In loans, the principal is the amount that an entity borrows and must repay. If you or your business borrows money from a bank, you have a loan, and the size of your loan is the initial principal. As you make payments on the loan, part of those payments will reduce the principal, while the rest will pay off the interest that has accrued on the principal balance.
Learn how loan principal affects your monthly payments, as well as your taxes, so you can make the most of your debt.
What Is Loan Principal?
Loan principal is an amount that someone has borrowed. This applies to all forms of debt, whether it's a credit card balance, a car loan, or a mortgage. If you borrow $3,000 to buy a car, for example, your initial loan principal is $3,000.
The word "principal" means "main." It is the main part of the balance for loans, mortgages, and investments.
Loan principal allows borrowers to get more specific about their debt. The debt's overall balance includes the principal as well as the interest that has accrued on that principal. The balance could also include fees and charges imposed by the lender, and a borrower's total monthly payment could include additional costs such as insurance or taxes.
As a borrower makes payments to the lender, they will reduce the principal, until it is eventually erased entirely. In a loan amortization schedule, the principal and interest are separated, so you can see which part of your monthly payment goes to paying off the principal, and which part is used to pay interest.
How Loan Principal Works
Consider this basic example. You take out a loan to buy some business equipment, and the cost of the equipment is $10,000. You contribute $2,000 as a down payment as you open the loan, so the initial principal on the loan will be $8,000. The bank charges an annual interest rate of 4%.
Next month, your principal is still $8,000, but you now also have an interest balance of $27 ($8,000 x (4% / 12)). You make a monthly payment of $500. Of that payment, $27 pays off your interest balance, while the remaining $473 goes toward reducing the principal. After making the payment, your loan principal is now $7,527.
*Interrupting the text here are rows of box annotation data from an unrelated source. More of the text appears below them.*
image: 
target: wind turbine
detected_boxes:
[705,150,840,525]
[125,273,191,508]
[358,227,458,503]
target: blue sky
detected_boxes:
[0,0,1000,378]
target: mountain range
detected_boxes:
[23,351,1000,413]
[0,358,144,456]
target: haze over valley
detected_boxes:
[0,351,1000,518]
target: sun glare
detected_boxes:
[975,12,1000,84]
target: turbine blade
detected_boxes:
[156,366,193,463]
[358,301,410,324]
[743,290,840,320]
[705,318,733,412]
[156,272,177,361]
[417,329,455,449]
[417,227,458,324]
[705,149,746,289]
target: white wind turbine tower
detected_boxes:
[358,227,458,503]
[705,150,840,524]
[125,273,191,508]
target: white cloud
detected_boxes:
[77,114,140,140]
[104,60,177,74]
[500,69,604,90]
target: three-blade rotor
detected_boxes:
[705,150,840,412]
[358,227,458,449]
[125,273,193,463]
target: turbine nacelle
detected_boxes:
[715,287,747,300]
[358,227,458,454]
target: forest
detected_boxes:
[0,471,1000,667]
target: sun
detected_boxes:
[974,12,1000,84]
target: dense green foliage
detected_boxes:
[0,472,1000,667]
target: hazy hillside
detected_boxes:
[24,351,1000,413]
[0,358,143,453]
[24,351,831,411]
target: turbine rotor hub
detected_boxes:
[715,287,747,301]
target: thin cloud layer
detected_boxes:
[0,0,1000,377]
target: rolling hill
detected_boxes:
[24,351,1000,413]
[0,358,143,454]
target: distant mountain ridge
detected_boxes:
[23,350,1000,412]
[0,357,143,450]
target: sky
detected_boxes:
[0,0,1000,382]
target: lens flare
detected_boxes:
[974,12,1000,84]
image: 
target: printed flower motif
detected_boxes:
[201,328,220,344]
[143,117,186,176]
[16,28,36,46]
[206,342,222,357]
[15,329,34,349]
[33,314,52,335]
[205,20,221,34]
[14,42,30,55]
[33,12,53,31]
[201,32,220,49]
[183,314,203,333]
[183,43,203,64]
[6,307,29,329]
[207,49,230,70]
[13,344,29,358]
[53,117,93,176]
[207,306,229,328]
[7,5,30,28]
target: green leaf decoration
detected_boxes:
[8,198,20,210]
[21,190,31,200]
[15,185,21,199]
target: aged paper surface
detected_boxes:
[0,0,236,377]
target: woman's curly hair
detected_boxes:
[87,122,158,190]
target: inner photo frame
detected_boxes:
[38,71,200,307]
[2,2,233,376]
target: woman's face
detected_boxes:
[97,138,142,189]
When calculating the monthly payments, the bank amortizes the loan, spreading it out over time. This creates a schedule that allows you to know exactly how the loan will impact your finances, including how long it will take to pay off the principal, how much of your monthly payments go toward the principal, and how much of your payments go toward the interest.
When a large loan is amortized, the bulk of your monthly payments will initially go more toward reducing interest rather than reducing the principal. That's because you'll owe more interest when your principal is large. As your monthly payments chip away at the principal, the interest charges shrink, and more of your monthly payments go toward reducing the principal. Your monthly statement will detail exactly how your payment is split.
Effect on Taxes
For Individuals. Individual taxpayers may be able to deduct the amount they pay for loan interest each year, depending on the type of loan. Many mortgage interest and student loan interest payments qualify for this deduction. Payments toward your principal balance, however, are not tax-deductible.
For Businesses. The principal amount of a business loan is only part of the amount you paid for the business asset (a company car or building, for example). The total amount you paid (called cost basis) includes any down payment, costs to buy the asset, and other initial costs. You can depreciate this cost (spread it out) over the lifetime of the asset, giving your business tax deductions over this period. Businesses can also write off interest expenses paid each year, with some limitations.
Principal on Investments
You may also hear the term principal referred to in the context of investments. As opposed to the amount borrowed, an investor's principal is the amount of money they put into an investment.
If the investment is a bond, the investor may receive interest payments on the principal investment. If it's a stock, the investor may hope to experience capital gains on the value of their investment, so the stock eventually becomes worth more than the principal investment.
Paying the Loan Principal Faster
Most mortgages and loans allow borrowers to make additional payments to pay off the loan faster. With a mortgage, for example, you can make principal-only and interest-only payments. A principal-only payment reduces the principal but not the interest. An interest-only loan payment pays down interest and does not reduce the principal. Paying off the principal faster shortens the loan length. Check your mortgage or loan document to make sure there is no pre-payment penalty for paying off the loan before the expected payoff date.
- The loan principal is the amount that has been borrowed.
- Throughout the lifetime of the loan, the borrower will make payments that reduce the principal until it reaches $0.
- In addition to paying off the principal, a borrower will also make payments to reduce their interest balance.
- A business may be able to depreciate the principal amount as part of the cost of a business asset and take a deduction on loan interest each year.
- Individuals can't write off the loan principal as the cost of a loan, but they may be able to write off interest expense on a loan, with some limitations.